Entertainment can be educational. Education can be entertaining.

Two Classes, One Subject / Early Thoughts

We are nearing the end of the first full week of the quarter. I’m currently reading David Von Drehle’s Triangle: The Fire that Changed America for History 465 (Early 20th century America). Apart from the prologue, there’s been no real mention of the infamous fire at the Triangle Waist Company in 1911 New York City until I had finished chapter four. It seems much more focused on the labor movement, but the first thing I really noticed in the book was the significant amount of feminist activities in the NYC at the time. So far, it appears to me that first-wave feminism fanned the flames of the labor movement in the early 20th century. I suppose it’s not necessarily a surprising fact, but I did find it interesting in comparison to the material read in History 467 (Vietnam, Watergate, and after…or just 1960s-80s). For Hist 467 I read two reviews/articles on Daniel Rodgers’ Age of Fracture and found feminism addressed in conjunction with another social movement, this time second-wave feminism and the Civil Rights movement. The book is not all about feminism. From my interpretation, Age of Fracture focuses on the current splintered nature of society and the blurriness of power, individuality, etc. that followed as a result of significant changes in politics and economics affecting society and vice versa from the 1960s or 70s to present day. But I considered the real focus of the book and attempted to apply some of the ideas.

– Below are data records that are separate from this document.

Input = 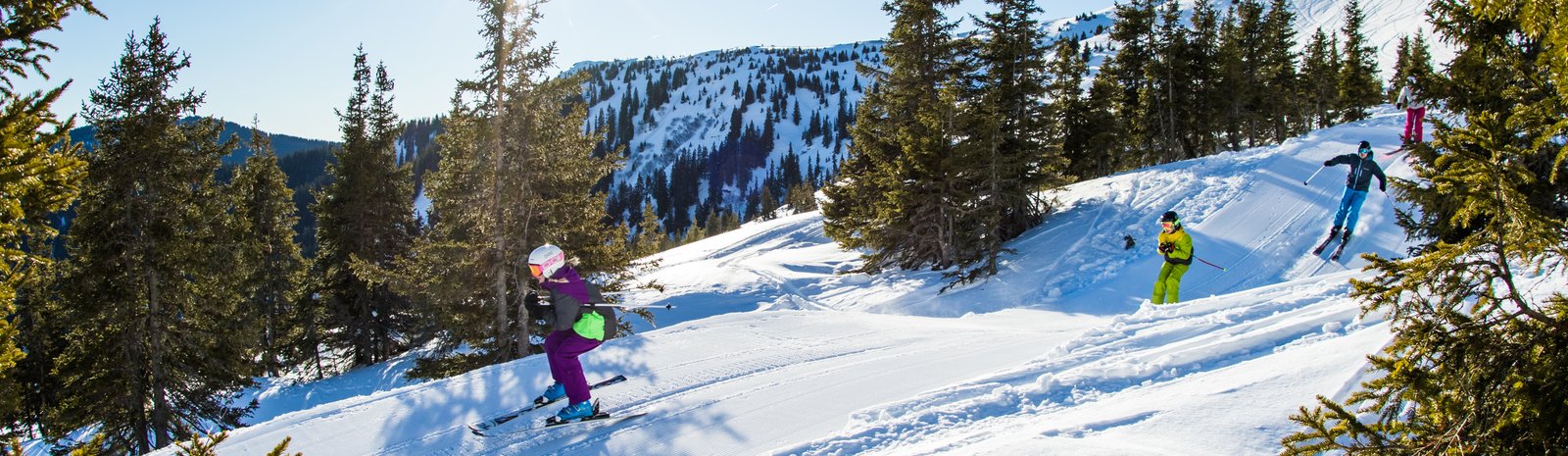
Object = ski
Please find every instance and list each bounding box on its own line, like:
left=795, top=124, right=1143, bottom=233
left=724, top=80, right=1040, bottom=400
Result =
left=1328, top=243, right=1346, bottom=262
left=473, top=412, right=648, bottom=437
left=468, top=375, right=625, bottom=435
left=1312, top=233, right=1339, bottom=255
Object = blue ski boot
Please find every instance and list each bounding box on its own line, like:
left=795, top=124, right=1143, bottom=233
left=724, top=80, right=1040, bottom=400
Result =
left=533, top=382, right=566, bottom=406
left=555, top=401, right=599, bottom=423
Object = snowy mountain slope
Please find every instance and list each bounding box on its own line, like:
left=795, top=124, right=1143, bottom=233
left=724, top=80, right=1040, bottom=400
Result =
left=630, top=110, right=1409, bottom=318
left=583, top=0, right=1452, bottom=231
left=147, top=110, right=1467, bottom=454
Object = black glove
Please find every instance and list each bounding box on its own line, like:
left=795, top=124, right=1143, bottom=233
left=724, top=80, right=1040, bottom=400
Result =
left=522, top=291, right=544, bottom=318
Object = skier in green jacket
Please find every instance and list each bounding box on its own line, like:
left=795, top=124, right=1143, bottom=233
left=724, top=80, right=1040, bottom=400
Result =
left=1150, top=210, right=1192, bottom=304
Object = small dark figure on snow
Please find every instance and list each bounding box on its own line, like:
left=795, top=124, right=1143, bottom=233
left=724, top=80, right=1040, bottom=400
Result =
left=1314, top=141, right=1388, bottom=254
left=523, top=244, right=616, bottom=422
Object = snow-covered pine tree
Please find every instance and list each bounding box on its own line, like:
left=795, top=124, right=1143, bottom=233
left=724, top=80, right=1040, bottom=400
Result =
left=823, top=0, right=959, bottom=273
left=50, top=21, right=256, bottom=454
left=1139, top=2, right=1201, bottom=163
left=229, top=123, right=308, bottom=377
left=1335, top=0, right=1383, bottom=123
left=1095, top=0, right=1158, bottom=157
left=311, top=47, right=423, bottom=367
left=0, top=2, right=104, bottom=431
left=1292, top=28, right=1339, bottom=128
left=1252, top=0, right=1309, bottom=144
left=1179, top=0, right=1229, bottom=158
left=382, top=0, right=637, bottom=370
left=1046, top=39, right=1098, bottom=180
left=1283, top=0, right=1568, bottom=454
left=1218, top=0, right=1267, bottom=149
left=947, top=0, right=1066, bottom=286
left=1388, top=33, right=1437, bottom=102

The macroeconomics found earlier in the 20th century, being focused more on the welfare of the population, seem to have been a catalyst for the initial ideas spurning first-wave feminism (of which my basic interpretation is that women were not legally represented well enough to meet their needs as a significant portion of the population). The focal shift from macro to micro, or all of society to the individual (in both economics and politics) makes the difference between first-wave and second-wave feminism. Second-wave feminism addressed more personal issues concerning social equality, such as sexuality, reproductive rights, and treatment at the workplace. Like first-wave feminism encouraging the labor movement, second-wave feminism also appears to have encouraged or emboldened the Civil Rights movement as the two movements often had similar equality goals whether it be gender or racially based.

It may just be a coincidence that my assigned readings in both classes involved the feminism and I suspect it is unlikely to be a true theme in either class. However, with the correlation between the feminist movements and other major social movements, feminism easily appears to be a defining feature of the 20th century. But my question from these early readings: What makes feminism so powerful?